Denver Public Schools superintendent Alex Marrero is reportedly requiring employees to sign confidentiality agreements before receiving severance packages.

The latest: Former district spokesperson Will Jones said during a public comment portion at Monday night's school board meeting that he was asked to sign such an agreement after he was fired in February. He declined to sign it.

  • The agreement says former employees can't discuss their experience in the district for three years after their employment ends, per details first reported by the Denver Gazette.
  • Jones said the practice has become standard practice under Marrero's leadership.

Why it matters: Requiring a nondisclosure agreement could have a chilling effect on school employees' ability to discuss what happens inside a public department.

Context: NDAs are legally enforceable and are often used to ensure certain information remains confidential.

  • They're typically used in situations where employees have access to things like trade secrets and other sensitive information.

What they're saying: The district's NDAs "strictly adhere to Colorado law," which means that any rules in those agreements are legally compliant, district spokesperson Scott Pribble said in a statement to Axios.

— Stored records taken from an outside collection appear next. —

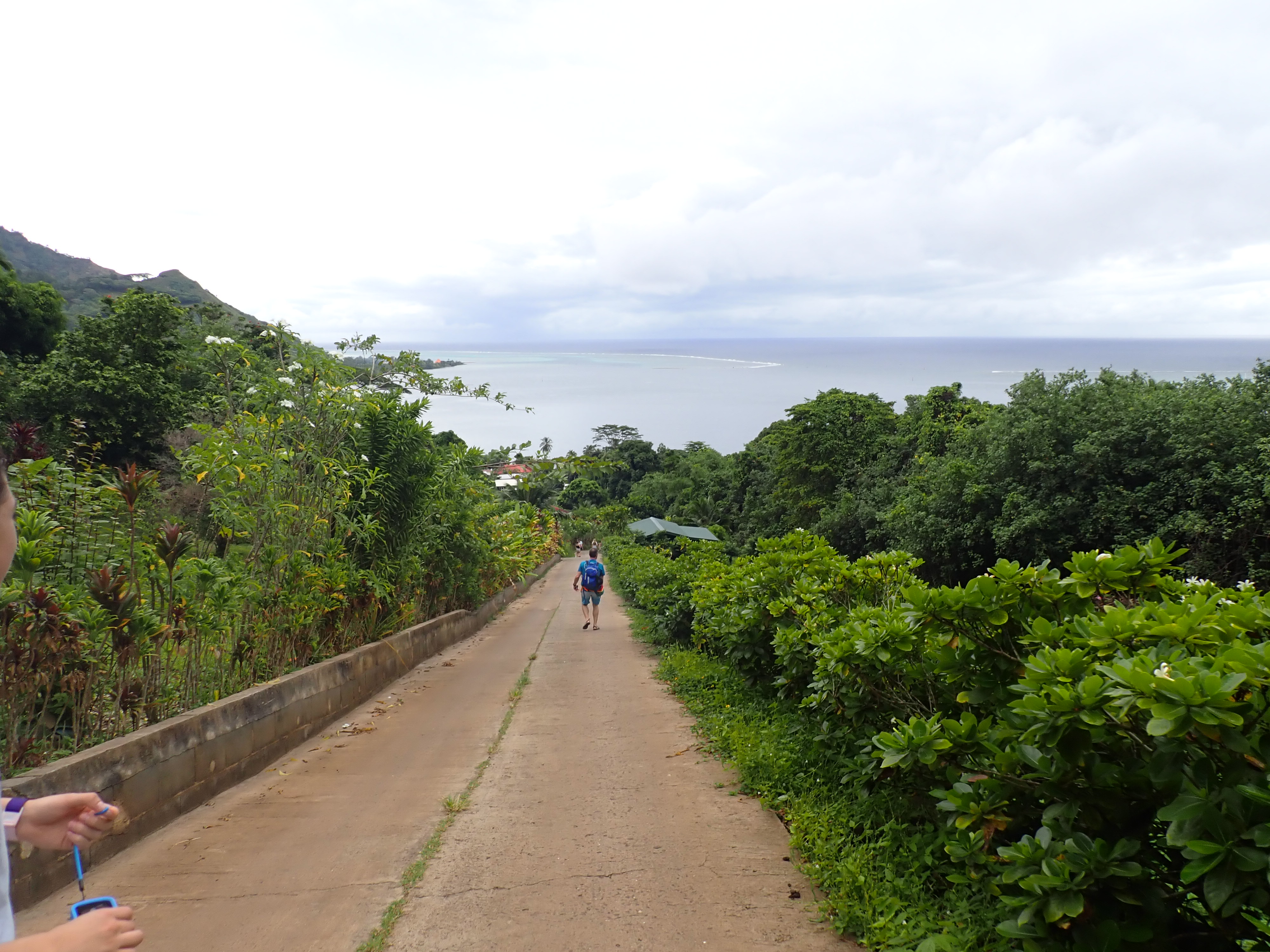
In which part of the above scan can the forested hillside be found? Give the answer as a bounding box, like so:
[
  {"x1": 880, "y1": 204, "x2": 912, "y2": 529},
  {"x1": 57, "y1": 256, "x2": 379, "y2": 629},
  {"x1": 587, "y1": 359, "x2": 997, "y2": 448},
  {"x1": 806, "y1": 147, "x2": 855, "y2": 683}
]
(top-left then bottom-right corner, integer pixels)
[
  {"x1": 559, "y1": 363, "x2": 1270, "y2": 952},
  {"x1": 561, "y1": 363, "x2": 1270, "y2": 594},
  {"x1": 0, "y1": 227, "x2": 255, "y2": 324},
  {"x1": 0, "y1": 269, "x2": 560, "y2": 776}
]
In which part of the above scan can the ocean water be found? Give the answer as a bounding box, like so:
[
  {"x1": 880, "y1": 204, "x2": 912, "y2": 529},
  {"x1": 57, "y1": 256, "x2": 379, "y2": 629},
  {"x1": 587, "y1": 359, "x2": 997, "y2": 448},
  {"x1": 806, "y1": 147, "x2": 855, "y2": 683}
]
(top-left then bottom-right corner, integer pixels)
[{"x1": 387, "y1": 338, "x2": 1270, "y2": 453}]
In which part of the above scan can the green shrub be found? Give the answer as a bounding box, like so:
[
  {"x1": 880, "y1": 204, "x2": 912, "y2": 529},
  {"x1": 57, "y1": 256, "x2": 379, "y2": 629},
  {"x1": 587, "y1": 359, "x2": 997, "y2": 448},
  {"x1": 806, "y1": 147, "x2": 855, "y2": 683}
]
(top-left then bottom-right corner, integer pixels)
[
  {"x1": 605, "y1": 537, "x2": 728, "y2": 644},
  {"x1": 640, "y1": 532, "x2": 1270, "y2": 952}
]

  • "It is common for employers to offer severance to employees in exchange for certain protections in the form of a severance agreement," Pribble wrote in a statement.
  • The agreements often include clauses meant to serve as a "safeguard" for the district and the former employee, and seek to avoid "bad-mouthing" from both sides.

The other side: Jones, who worked in the district for nine years, told the Denver Gazette he wonders what the district is trying to keep from the school board by requiring the agreements.